At the same time, the shutdown does not diminish Tether’s central role in the digital asset market. USDT remains the dominant stablecoin used for trading, remittances, and on-chain liquidity across centralized exchanges and decentralized finance protocols. The company’s capacity to generate large profits from its reserve portfolio gives it financial flexibility that many competitors lack. Whether Tether redirects resources to mining in more favorable jurisdictions, doubles down on financial products, or invests in other forms of infrastructure will be closely watched by both supporters and critics.

In the longer term, the Uruguay chapter may be remembered less as a major setback and more as a high-profile stress test of Tether’s diversification strategy. It reveals how hard it is to translate balance-sheet strength into sustainable, geographically distributed mining operations.

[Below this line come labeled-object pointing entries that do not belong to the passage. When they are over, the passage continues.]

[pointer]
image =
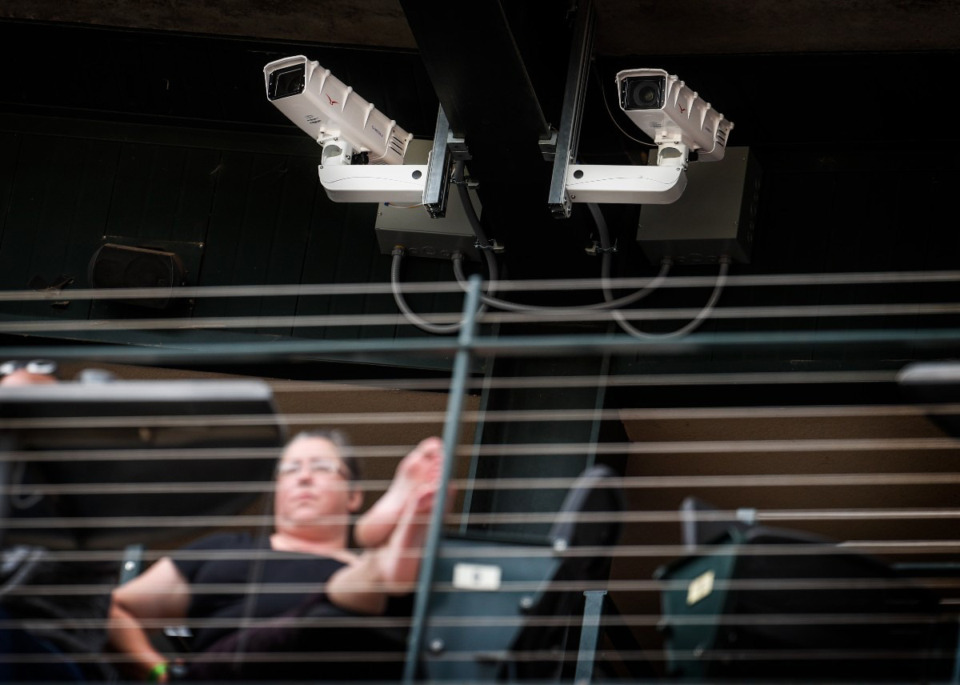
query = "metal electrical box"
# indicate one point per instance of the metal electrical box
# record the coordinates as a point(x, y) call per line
point(715, 216)
point(418, 233)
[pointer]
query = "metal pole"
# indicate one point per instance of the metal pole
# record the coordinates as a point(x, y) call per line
point(451, 437)
point(589, 635)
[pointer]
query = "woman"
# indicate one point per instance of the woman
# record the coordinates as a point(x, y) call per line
point(315, 497)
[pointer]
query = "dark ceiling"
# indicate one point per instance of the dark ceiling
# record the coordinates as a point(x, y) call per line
point(625, 26)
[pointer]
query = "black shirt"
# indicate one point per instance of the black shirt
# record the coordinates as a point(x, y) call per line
point(235, 576)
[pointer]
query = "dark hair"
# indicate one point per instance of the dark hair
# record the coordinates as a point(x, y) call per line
point(342, 443)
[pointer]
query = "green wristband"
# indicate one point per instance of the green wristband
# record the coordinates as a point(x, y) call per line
point(157, 672)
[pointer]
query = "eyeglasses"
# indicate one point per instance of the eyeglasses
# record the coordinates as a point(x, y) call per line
point(44, 367)
point(324, 466)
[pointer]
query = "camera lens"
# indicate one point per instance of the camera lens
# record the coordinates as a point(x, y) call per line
point(287, 82)
point(642, 92)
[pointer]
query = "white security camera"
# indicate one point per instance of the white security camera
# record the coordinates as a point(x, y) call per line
point(328, 109)
point(344, 124)
point(674, 116)
point(677, 120)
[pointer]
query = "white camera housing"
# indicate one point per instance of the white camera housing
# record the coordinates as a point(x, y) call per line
point(677, 120)
point(327, 109)
point(672, 114)
point(343, 123)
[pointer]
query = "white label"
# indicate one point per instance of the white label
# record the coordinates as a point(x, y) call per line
point(700, 587)
point(476, 577)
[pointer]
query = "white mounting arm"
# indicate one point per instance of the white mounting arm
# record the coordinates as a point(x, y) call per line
point(627, 184)
point(345, 182)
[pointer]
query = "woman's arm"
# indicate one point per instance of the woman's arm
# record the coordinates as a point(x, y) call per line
point(161, 592)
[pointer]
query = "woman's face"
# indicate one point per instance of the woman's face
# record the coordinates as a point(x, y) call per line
point(313, 487)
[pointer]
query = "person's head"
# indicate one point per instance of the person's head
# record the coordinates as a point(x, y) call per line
point(316, 485)
point(32, 372)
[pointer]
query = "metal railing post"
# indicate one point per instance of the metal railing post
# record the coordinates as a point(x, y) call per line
point(451, 438)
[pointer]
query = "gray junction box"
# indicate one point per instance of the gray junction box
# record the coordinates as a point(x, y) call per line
point(715, 216)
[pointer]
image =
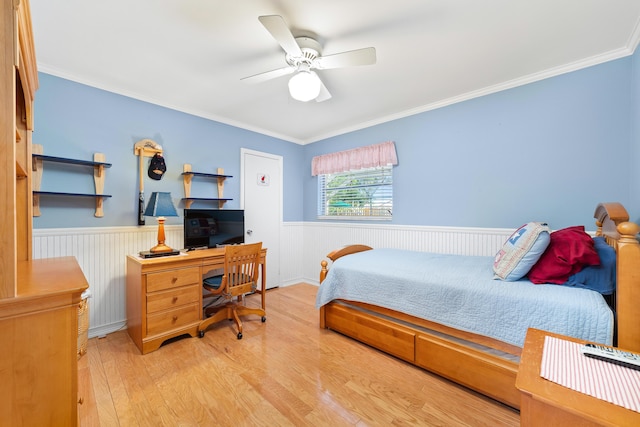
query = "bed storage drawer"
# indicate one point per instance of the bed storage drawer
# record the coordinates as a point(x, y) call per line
point(379, 333)
point(491, 375)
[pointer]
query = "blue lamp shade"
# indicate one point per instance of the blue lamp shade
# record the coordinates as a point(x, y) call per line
point(160, 204)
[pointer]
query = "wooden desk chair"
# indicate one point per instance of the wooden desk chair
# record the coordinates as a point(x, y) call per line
point(240, 277)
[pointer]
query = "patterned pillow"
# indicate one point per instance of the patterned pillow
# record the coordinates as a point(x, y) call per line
point(521, 251)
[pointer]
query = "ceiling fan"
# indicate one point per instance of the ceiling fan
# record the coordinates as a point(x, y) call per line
point(303, 56)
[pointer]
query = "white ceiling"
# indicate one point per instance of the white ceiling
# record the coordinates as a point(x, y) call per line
point(190, 55)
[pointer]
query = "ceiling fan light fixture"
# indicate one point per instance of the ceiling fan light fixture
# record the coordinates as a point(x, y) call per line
point(304, 86)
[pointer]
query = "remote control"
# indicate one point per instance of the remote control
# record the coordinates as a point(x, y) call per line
point(612, 355)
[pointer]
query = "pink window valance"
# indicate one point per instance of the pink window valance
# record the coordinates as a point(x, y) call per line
point(371, 156)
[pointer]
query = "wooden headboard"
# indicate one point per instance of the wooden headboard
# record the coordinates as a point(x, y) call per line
point(613, 224)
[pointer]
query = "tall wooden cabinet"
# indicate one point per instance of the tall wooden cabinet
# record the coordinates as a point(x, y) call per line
point(38, 298)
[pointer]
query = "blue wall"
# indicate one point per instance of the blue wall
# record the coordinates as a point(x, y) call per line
point(528, 153)
point(75, 121)
point(532, 153)
point(634, 205)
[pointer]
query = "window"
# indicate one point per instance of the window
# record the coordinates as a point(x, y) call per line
point(357, 194)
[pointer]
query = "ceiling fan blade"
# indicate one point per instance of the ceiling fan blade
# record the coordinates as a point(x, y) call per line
point(365, 56)
point(263, 77)
point(324, 93)
point(280, 31)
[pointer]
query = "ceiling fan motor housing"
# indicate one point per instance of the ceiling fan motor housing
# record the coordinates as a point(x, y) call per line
point(310, 48)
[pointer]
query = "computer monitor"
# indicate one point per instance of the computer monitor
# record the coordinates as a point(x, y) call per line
point(210, 228)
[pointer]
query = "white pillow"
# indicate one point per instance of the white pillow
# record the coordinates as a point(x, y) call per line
point(521, 251)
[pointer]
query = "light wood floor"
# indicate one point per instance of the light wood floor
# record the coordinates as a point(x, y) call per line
point(285, 372)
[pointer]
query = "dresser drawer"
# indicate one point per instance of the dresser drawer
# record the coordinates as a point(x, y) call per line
point(158, 301)
point(173, 279)
point(167, 320)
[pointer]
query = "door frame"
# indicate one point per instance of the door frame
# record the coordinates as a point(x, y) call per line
point(279, 159)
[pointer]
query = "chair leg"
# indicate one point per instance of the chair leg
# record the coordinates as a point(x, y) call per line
point(224, 313)
point(238, 322)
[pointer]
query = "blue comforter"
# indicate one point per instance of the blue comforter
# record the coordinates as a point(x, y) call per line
point(460, 292)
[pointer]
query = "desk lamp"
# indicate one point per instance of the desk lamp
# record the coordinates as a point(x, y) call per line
point(160, 206)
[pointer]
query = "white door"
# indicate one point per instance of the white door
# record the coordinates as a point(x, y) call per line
point(261, 199)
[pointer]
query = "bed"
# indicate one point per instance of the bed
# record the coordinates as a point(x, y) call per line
point(361, 298)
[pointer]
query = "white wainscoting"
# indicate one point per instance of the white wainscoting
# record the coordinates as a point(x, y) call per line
point(101, 253)
point(320, 238)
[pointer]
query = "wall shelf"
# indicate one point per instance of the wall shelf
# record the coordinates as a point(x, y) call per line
point(98, 164)
point(219, 177)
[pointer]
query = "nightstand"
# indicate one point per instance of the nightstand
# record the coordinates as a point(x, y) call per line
point(545, 403)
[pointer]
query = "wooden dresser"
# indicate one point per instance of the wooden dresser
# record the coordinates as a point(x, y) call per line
point(38, 298)
point(164, 295)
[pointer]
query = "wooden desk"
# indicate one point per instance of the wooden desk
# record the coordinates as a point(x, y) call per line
point(545, 403)
point(164, 295)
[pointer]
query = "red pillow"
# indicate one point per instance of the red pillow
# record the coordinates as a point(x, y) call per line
point(569, 251)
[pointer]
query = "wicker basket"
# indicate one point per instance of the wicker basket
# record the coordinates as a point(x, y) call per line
point(83, 327)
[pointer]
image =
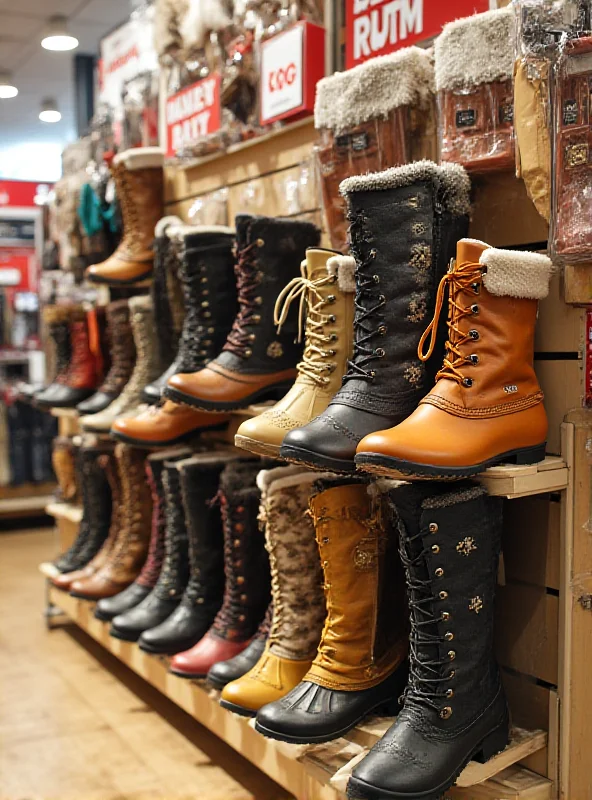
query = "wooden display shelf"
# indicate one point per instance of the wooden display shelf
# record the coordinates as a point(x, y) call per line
point(306, 771)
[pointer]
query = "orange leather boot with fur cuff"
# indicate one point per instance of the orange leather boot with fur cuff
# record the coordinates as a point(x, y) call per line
point(487, 406)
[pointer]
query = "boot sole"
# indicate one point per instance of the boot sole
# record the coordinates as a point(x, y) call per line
point(396, 467)
point(168, 442)
point(494, 743)
point(254, 446)
point(240, 710)
point(269, 393)
point(298, 455)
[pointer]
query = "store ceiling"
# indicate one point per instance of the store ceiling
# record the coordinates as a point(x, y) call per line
point(39, 73)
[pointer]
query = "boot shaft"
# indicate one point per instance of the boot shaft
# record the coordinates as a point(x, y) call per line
point(296, 575)
point(122, 347)
point(365, 631)
point(269, 253)
point(209, 293)
point(493, 299)
point(450, 543)
point(398, 268)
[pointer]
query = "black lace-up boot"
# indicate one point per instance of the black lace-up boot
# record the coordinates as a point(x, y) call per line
point(200, 478)
point(173, 577)
point(96, 503)
point(404, 225)
point(246, 568)
point(209, 296)
point(455, 709)
point(256, 362)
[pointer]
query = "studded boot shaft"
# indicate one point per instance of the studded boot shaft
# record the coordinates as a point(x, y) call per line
point(255, 359)
point(454, 708)
point(325, 292)
point(404, 224)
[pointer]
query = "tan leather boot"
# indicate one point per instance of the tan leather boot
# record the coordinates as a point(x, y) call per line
point(145, 370)
point(361, 659)
point(138, 175)
point(487, 406)
point(326, 289)
point(130, 548)
point(299, 608)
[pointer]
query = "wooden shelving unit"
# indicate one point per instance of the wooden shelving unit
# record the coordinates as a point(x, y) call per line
point(306, 771)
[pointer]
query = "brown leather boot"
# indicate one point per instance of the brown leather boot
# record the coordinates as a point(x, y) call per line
point(487, 405)
point(138, 175)
point(126, 558)
point(256, 363)
point(361, 662)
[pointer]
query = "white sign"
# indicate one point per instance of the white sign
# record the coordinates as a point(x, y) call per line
point(281, 73)
point(125, 53)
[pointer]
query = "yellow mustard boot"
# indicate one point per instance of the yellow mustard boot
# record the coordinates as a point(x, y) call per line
point(326, 293)
point(299, 608)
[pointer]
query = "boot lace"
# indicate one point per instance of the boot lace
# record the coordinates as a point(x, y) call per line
point(367, 303)
point(315, 364)
point(248, 279)
point(426, 678)
point(460, 279)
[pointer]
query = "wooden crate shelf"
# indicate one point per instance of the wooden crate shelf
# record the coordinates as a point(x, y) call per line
point(306, 771)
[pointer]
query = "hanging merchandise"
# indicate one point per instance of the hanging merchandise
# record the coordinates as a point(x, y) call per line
point(483, 410)
point(325, 293)
point(455, 708)
point(256, 362)
point(474, 59)
point(377, 115)
point(361, 663)
point(404, 225)
point(296, 586)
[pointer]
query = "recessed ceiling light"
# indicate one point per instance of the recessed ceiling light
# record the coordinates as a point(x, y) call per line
point(57, 36)
point(49, 111)
point(7, 87)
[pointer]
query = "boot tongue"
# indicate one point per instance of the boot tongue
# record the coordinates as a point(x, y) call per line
point(469, 251)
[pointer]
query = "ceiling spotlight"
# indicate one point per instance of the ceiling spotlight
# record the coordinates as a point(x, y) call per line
point(7, 87)
point(49, 111)
point(57, 36)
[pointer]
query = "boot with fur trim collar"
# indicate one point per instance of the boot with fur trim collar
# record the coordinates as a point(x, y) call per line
point(326, 291)
point(487, 406)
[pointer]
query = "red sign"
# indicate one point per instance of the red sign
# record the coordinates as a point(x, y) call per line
point(21, 194)
point(193, 113)
point(292, 63)
point(377, 27)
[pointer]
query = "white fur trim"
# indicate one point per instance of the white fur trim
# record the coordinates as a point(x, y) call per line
point(373, 89)
point(515, 273)
point(475, 50)
point(450, 180)
point(344, 267)
point(141, 158)
point(164, 223)
point(201, 17)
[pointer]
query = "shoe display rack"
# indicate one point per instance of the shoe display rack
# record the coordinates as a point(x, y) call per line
point(544, 606)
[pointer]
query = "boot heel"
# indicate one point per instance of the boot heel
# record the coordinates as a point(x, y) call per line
point(530, 455)
point(493, 744)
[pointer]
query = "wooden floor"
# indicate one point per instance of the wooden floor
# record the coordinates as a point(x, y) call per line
point(75, 724)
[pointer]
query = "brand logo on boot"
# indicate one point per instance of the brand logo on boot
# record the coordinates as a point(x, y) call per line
point(275, 350)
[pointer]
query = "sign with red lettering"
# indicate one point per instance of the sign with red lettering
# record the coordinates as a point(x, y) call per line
point(291, 65)
point(377, 27)
point(193, 113)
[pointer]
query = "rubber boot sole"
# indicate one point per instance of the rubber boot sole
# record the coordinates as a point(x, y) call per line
point(399, 468)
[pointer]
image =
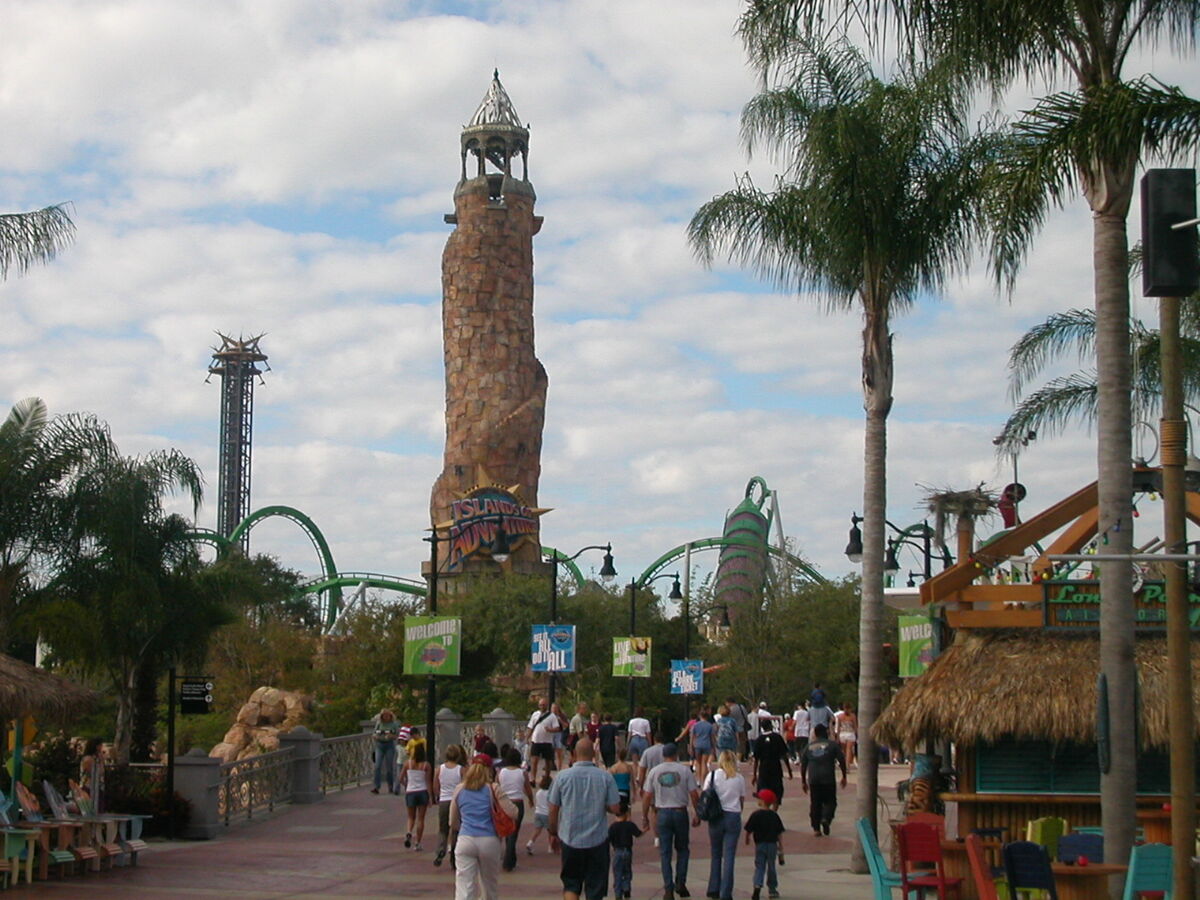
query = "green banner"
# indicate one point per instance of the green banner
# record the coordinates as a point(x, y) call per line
point(916, 645)
point(631, 657)
point(432, 645)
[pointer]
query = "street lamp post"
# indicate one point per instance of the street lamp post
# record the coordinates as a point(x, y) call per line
point(607, 573)
point(634, 585)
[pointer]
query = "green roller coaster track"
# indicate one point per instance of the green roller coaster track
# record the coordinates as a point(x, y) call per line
point(330, 582)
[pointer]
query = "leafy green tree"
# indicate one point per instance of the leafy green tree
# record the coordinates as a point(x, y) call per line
point(39, 457)
point(28, 238)
point(881, 199)
point(129, 597)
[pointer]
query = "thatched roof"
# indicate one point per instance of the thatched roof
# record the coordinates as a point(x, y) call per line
point(1030, 684)
point(25, 689)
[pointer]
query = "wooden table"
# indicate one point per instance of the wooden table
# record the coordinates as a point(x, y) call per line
point(1084, 882)
point(1156, 825)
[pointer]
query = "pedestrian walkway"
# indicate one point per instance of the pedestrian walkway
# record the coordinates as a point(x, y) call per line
point(352, 845)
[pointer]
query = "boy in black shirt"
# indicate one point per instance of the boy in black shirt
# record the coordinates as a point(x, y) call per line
point(766, 827)
point(621, 837)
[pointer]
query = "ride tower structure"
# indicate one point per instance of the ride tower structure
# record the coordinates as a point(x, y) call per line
point(485, 499)
point(237, 361)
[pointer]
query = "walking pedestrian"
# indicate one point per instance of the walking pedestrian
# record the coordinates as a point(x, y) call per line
point(819, 778)
point(580, 799)
point(769, 757)
point(723, 833)
point(515, 785)
point(447, 778)
point(417, 779)
point(622, 835)
point(670, 787)
point(478, 849)
point(387, 732)
point(766, 827)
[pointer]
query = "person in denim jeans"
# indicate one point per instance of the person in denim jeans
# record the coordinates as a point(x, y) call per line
point(723, 833)
point(766, 827)
point(669, 789)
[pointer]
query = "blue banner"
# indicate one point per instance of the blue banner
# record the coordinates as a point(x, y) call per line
point(553, 648)
point(687, 676)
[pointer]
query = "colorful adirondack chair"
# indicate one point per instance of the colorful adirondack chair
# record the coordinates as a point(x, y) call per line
point(71, 837)
point(883, 880)
point(1150, 871)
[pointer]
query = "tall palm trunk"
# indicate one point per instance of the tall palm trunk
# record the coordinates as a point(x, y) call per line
point(877, 375)
point(1119, 786)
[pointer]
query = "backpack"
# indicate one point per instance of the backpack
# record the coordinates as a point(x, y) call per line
point(726, 736)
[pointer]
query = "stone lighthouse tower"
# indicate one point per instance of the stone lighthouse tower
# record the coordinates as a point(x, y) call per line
point(485, 499)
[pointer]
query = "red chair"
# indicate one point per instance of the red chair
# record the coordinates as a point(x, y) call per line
point(922, 846)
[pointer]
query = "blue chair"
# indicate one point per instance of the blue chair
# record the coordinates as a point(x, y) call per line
point(882, 879)
point(1027, 868)
point(1150, 869)
point(1081, 844)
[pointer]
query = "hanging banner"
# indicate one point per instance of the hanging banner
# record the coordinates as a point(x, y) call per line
point(916, 645)
point(687, 676)
point(631, 657)
point(553, 648)
point(432, 645)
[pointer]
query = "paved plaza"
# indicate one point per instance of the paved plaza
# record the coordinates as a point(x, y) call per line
point(351, 845)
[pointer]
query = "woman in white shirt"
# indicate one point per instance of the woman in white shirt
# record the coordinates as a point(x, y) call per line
point(514, 784)
point(445, 780)
point(724, 832)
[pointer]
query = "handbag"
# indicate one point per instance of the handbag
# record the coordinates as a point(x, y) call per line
point(709, 807)
point(502, 821)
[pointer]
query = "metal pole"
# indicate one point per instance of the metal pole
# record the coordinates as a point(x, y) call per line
point(431, 694)
point(171, 754)
point(633, 630)
point(553, 621)
point(1179, 661)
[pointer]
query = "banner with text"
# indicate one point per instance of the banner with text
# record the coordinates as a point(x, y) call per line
point(553, 648)
point(432, 645)
point(916, 645)
point(631, 657)
point(687, 676)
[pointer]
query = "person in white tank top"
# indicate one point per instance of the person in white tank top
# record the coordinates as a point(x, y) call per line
point(445, 780)
point(417, 779)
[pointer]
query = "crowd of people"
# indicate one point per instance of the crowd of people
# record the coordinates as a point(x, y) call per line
point(574, 773)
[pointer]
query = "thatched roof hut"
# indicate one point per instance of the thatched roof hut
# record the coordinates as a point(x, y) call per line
point(1029, 684)
point(25, 690)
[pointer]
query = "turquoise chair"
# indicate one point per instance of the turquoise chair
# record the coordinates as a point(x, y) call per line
point(882, 879)
point(1150, 869)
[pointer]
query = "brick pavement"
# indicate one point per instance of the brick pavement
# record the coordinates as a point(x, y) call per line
point(351, 845)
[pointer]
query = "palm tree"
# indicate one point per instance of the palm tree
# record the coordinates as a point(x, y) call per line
point(129, 597)
point(39, 456)
point(880, 201)
point(28, 238)
point(1089, 139)
point(1073, 396)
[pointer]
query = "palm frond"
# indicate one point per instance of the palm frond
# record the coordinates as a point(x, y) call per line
point(28, 238)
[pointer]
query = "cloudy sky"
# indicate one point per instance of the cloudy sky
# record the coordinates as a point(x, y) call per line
point(283, 166)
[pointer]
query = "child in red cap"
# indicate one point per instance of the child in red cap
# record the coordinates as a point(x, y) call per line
point(766, 826)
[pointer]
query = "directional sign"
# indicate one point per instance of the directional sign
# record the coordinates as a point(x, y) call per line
point(196, 695)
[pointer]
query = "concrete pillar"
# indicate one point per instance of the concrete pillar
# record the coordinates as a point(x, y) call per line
point(449, 731)
point(197, 779)
point(305, 763)
point(503, 725)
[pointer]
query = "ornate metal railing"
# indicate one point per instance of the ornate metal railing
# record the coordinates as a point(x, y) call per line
point(347, 760)
point(252, 785)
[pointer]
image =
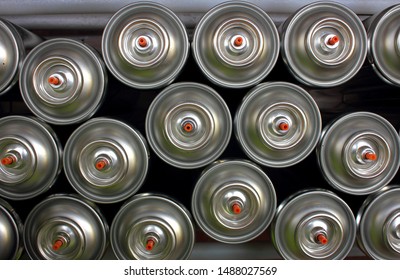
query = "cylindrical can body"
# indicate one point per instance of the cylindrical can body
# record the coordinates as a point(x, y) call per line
point(314, 224)
point(11, 232)
point(233, 201)
point(30, 157)
point(152, 227)
point(15, 42)
point(106, 160)
point(358, 153)
point(384, 44)
point(324, 44)
point(278, 124)
point(145, 45)
point(378, 224)
point(188, 125)
point(63, 81)
point(236, 44)
point(65, 227)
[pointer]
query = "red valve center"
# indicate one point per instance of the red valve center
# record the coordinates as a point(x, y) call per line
point(150, 245)
point(57, 245)
point(7, 161)
point(142, 42)
point(54, 80)
point(284, 126)
point(322, 239)
point(332, 41)
point(236, 208)
point(101, 164)
point(238, 41)
point(371, 156)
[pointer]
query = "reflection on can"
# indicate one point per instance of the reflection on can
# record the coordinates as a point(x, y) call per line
point(384, 44)
point(359, 153)
point(278, 124)
point(324, 44)
point(314, 224)
point(378, 224)
point(65, 227)
point(63, 81)
point(234, 201)
point(145, 45)
point(30, 157)
point(11, 230)
point(106, 160)
point(152, 227)
point(236, 44)
point(14, 44)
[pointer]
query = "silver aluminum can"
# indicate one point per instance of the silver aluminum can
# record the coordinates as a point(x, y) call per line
point(278, 124)
point(233, 201)
point(384, 44)
point(63, 81)
point(152, 227)
point(14, 44)
point(324, 44)
point(358, 153)
point(314, 224)
point(11, 229)
point(378, 224)
point(65, 227)
point(30, 157)
point(236, 44)
point(188, 125)
point(145, 45)
point(106, 160)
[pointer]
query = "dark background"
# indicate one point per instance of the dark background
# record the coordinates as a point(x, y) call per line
point(365, 92)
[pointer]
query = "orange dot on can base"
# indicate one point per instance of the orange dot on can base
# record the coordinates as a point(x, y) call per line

It also demonstrates that, in the race to secure Bitcoin’s hash rate, local economics and policy dynamics still matter as much as institutional firepower.

What is clear for now is that Tether is stepping back from one particular experiment in South America, even as it continues to shape the flow of liquidity across the global crypto market through USDT. The company’s next moves—whether in mining, infrastructure, or new financial products—will indicate how it intends to balance its role as a stablecoin issuer with its ambitions to become a broader player in the Bitcoin and digital asset ecosystem.